More and more recreational steroid users are including Ostarine in their Post Cycle Therapy. As a SARM, ostarine selectively binds to the androgen receptors in muscle tissues. Ostarine continues activating androgen receptors while the PCT drugs nolvadex and clomid bring natural testosterone production back to normal. This continued activation prevents loss of muscle mass or strength during the PCT.
However, research shows that higher doses of ostarine can cause HPTA suppression so you wouldn’t want to use too high of an ostarine dosage in your PCT. However, the suppression isn’t too much of an issue because when you use ostarine in conjunction with a SERM like nolvadex (tamoxifen) or clomid (clomiphene), the stimulation of the pituitary and hypothalamus from the nolvadex/clomid offsets the mild suppression from the ostarine. In other words, nolvadex and clomid get your endogenous testosterone levels back to normal while ostarine offers the therapeutic benefits of increased androgen receptor activity.
“Ostarine was originally my favourite SARM because it did everything that I was hoping SARMS would do – increase strength and performance, improve recovery, build muscle, maintain muscle while dieting and give my muscles a dry hard look. However, I no longer use ostarine very much because it’s very mild. It’s a great compound for beginner and intermediates but advanced users won’t see much benefit.
Women – 5mg per day or 5mg every other day, up to 10mg per day seems to have the most benefits with the least amount of side effects. I do know professional female athletes that use up to 30mg/day. But they often start to get swelling of the clitoris and an extreme sex drive at that dosage.

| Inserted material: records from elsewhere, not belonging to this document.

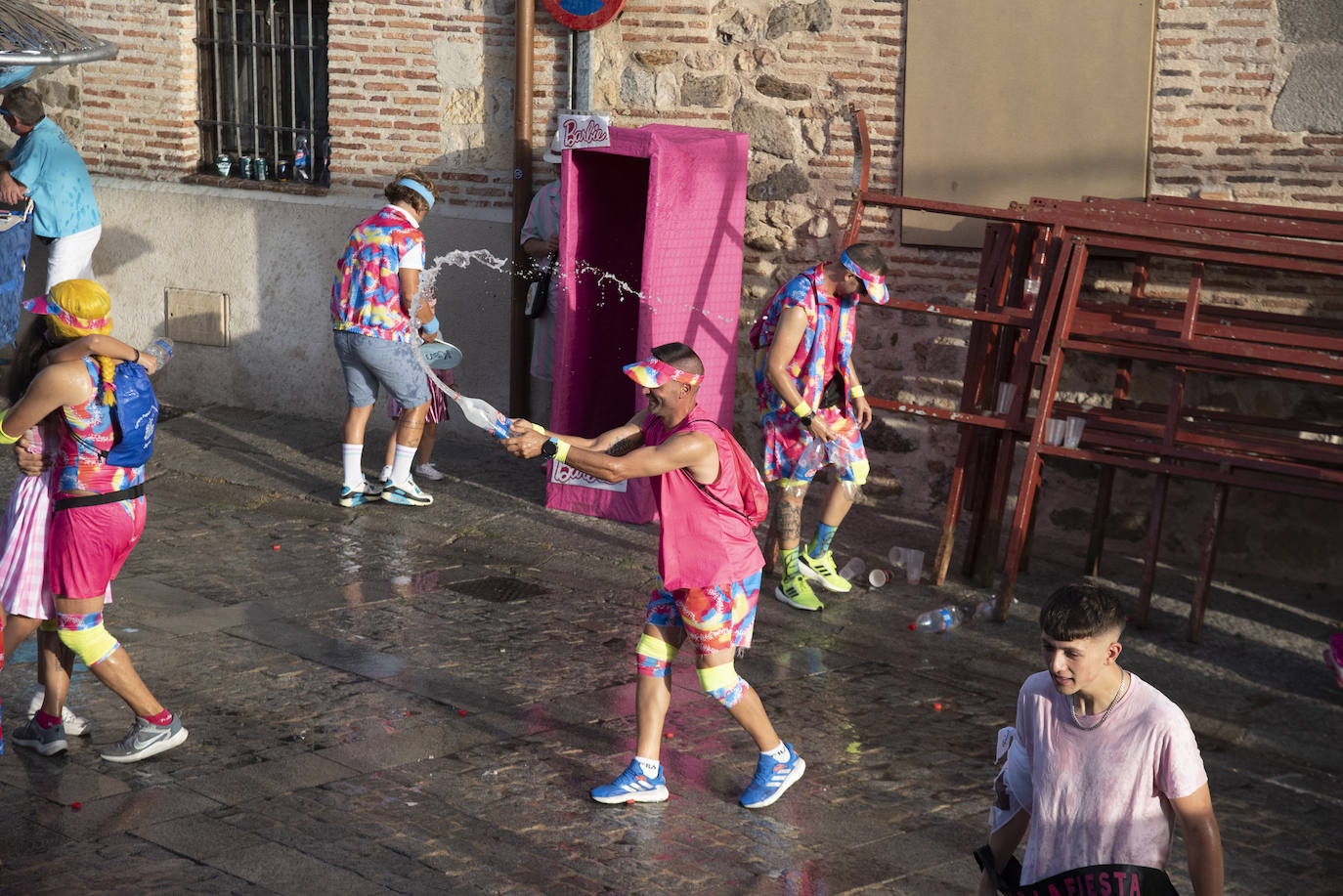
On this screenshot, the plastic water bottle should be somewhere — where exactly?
[294,134,313,180]
[456,395,510,440]
[909,607,963,631]
[794,438,826,470]
[140,336,172,370]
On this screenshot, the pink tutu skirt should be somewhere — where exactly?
[0,423,111,619]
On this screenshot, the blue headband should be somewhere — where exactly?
[396,177,434,208]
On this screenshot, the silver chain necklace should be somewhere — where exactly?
[1067,671,1128,731]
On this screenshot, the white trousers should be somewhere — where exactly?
[47,225,102,293]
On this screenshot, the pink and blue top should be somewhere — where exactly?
[331,205,424,343]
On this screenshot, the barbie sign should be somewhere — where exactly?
[559,111,611,149]
[550,461,628,491]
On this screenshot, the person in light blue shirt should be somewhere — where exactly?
[0,87,102,290]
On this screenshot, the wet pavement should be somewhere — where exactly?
[0,407,1343,896]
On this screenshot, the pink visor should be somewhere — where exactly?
[840,250,890,305]
[22,295,111,330]
[621,358,704,388]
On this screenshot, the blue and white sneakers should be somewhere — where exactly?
[383,478,434,506]
[337,483,383,506]
[592,759,669,805]
[740,745,807,809]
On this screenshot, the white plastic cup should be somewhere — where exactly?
[840,558,868,579]
[1063,416,1087,448]
[905,549,923,584]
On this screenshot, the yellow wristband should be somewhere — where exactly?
[0,407,22,445]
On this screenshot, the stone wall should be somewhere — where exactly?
[25,0,1343,577]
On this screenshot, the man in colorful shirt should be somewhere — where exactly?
[331,171,438,506]
[503,343,807,809]
[0,87,102,291]
[751,243,887,610]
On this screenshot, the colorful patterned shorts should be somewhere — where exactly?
[761,407,868,488]
[645,573,760,655]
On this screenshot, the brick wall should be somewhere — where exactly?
[44,0,200,180]
[28,0,1343,575]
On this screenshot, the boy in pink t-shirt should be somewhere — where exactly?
[976,583,1222,896]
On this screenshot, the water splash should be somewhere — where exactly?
[420,248,737,331]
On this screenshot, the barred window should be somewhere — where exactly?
[196,0,330,184]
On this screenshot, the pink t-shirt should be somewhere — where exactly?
[1017,671,1207,884]
[643,407,764,591]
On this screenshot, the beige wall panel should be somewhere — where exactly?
[901,0,1156,247]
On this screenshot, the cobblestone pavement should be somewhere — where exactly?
[0,408,1343,896]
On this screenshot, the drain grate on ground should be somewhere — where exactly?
[452,576,545,603]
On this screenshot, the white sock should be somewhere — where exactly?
[340,442,364,489]
[392,445,415,483]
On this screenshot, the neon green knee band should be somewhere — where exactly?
[697,662,737,693]
[698,662,751,709]
[848,461,872,485]
[59,622,121,669]
[634,634,679,662]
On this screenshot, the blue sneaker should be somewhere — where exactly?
[381,480,434,506]
[741,745,807,809]
[592,759,669,805]
[337,483,383,506]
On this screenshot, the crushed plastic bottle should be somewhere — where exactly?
[909,606,963,631]
[140,336,173,370]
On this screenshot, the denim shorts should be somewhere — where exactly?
[331,330,428,407]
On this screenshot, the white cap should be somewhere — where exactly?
[542,130,564,165]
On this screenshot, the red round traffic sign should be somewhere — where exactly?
[542,0,625,31]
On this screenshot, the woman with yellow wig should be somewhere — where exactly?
[0,279,187,762]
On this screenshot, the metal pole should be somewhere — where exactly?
[507,0,536,416]
[570,31,592,111]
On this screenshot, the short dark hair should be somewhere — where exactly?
[4,87,47,128]
[383,168,438,218]
[653,343,704,373]
[845,243,887,277]
[1039,581,1128,641]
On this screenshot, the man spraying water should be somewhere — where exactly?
[503,343,807,809]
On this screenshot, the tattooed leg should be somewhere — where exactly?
[775,489,807,551]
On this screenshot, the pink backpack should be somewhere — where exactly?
[681,419,769,530]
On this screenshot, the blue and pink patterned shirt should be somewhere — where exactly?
[57,358,145,515]
[331,205,424,343]
[751,265,859,413]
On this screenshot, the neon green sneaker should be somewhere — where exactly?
[798,548,852,594]
[773,575,826,610]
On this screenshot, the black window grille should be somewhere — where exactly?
[196,0,330,184]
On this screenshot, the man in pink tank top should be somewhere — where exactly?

Men – in my early days of using ostarine, I used 20mg/day to maintain muscle mass after a steroid cycle. At 10mg/day I started losing size. I noticed a big difference between 10 and 20mg. I really liked a daily 20mg dosage because I felt like I wasn’t experiencing any symptoms of low testosterone and in fact, my testosterone levels were actually recovering. I’ve taken up to 100mg/day. I didn’t notice any additional benefits taking dosages higher than 50mg/day. I think it plateaus at around 50mg/day.

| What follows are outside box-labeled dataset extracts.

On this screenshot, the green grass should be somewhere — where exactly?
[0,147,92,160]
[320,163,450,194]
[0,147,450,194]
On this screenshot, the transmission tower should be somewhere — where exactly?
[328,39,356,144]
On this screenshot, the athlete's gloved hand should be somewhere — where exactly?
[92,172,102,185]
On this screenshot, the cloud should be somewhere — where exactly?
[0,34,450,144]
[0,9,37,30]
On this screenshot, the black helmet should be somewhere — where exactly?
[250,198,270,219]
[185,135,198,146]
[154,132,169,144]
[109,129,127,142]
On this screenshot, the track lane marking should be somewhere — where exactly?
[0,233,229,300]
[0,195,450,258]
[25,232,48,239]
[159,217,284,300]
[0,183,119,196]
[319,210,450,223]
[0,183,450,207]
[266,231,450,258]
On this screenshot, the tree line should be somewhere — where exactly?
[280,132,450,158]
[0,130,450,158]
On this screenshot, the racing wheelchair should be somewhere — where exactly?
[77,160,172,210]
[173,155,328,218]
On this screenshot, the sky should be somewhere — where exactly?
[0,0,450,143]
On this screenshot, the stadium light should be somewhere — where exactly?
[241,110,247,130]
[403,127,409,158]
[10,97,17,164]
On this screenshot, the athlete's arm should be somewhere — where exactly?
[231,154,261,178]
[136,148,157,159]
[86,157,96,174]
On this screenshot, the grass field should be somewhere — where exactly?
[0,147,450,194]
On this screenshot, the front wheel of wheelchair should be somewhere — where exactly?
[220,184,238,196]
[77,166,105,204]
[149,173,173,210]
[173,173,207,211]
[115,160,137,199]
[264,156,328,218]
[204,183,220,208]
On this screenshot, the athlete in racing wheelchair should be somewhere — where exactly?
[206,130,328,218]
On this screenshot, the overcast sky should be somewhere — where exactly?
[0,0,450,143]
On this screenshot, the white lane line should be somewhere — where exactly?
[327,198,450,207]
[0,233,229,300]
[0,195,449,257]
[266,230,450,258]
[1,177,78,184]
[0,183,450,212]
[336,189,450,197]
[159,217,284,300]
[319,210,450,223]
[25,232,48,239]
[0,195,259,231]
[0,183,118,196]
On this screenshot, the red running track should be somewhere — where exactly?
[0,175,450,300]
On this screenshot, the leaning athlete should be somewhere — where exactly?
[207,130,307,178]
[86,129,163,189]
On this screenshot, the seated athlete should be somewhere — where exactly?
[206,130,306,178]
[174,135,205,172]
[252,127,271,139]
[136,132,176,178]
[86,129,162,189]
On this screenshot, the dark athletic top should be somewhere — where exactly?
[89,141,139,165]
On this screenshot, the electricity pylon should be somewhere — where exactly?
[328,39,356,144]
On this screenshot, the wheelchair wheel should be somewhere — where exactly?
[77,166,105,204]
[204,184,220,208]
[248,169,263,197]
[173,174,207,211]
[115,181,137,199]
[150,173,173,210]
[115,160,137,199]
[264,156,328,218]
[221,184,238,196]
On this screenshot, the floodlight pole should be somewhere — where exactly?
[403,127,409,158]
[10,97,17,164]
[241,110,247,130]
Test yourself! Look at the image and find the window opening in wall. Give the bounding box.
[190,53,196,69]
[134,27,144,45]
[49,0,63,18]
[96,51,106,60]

I don’t have too much to say about ostarine because I really don’t use it much. It’s more beneficial for beginner users and females.

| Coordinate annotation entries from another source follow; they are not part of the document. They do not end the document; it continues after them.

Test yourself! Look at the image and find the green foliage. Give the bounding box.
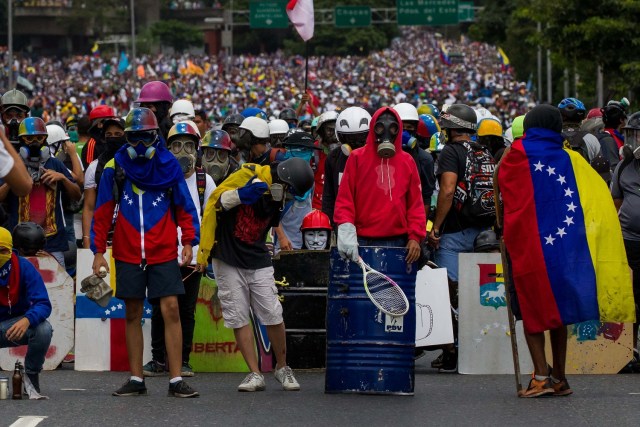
[151,19,203,51]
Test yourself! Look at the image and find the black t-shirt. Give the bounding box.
[436,143,475,234]
[213,197,281,270]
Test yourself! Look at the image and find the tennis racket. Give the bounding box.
[358,258,409,316]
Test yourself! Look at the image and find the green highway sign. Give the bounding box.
[333,6,371,28]
[397,0,458,26]
[458,1,475,22]
[249,0,289,28]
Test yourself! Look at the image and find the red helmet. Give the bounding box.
[89,105,116,121]
[136,81,173,103]
[300,209,331,231]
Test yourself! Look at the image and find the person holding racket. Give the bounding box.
[333,107,426,263]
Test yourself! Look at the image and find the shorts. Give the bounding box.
[212,258,283,329]
[115,260,184,304]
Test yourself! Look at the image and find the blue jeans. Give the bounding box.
[434,227,487,282]
[0,316,53,374]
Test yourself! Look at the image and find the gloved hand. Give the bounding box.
[338,222,360,262]
[238,176,269,205]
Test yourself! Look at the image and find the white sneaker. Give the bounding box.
[273,366,300,391]
[238,372,266,391]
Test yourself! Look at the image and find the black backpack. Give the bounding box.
[455,142,496,227]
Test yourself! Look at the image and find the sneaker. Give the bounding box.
[438,351,458,374]
[519,377,555,397]
[273,366,300,391]
[180,362,195,377]
[167,381,200,397]
[111,379,147,396]
[142,360,167,377]
[238,372,266,391]
[551,378,573,396]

Side note – A older female friend of mine with osteoporosis found huge therapeutic benefits from supplementing with ostarine at 10mg/day.”
- Dr tony huge
“I’m not a big fan of oral ostarine but the injectable version could be very good. There is a lot of clinical information on injectable ostarine. Lots of research using only 1-2mg/day with impressive results. I’m going to start experimenting with the injectable form. I am not sure on dosage recommendations because I haven’t used it yet.”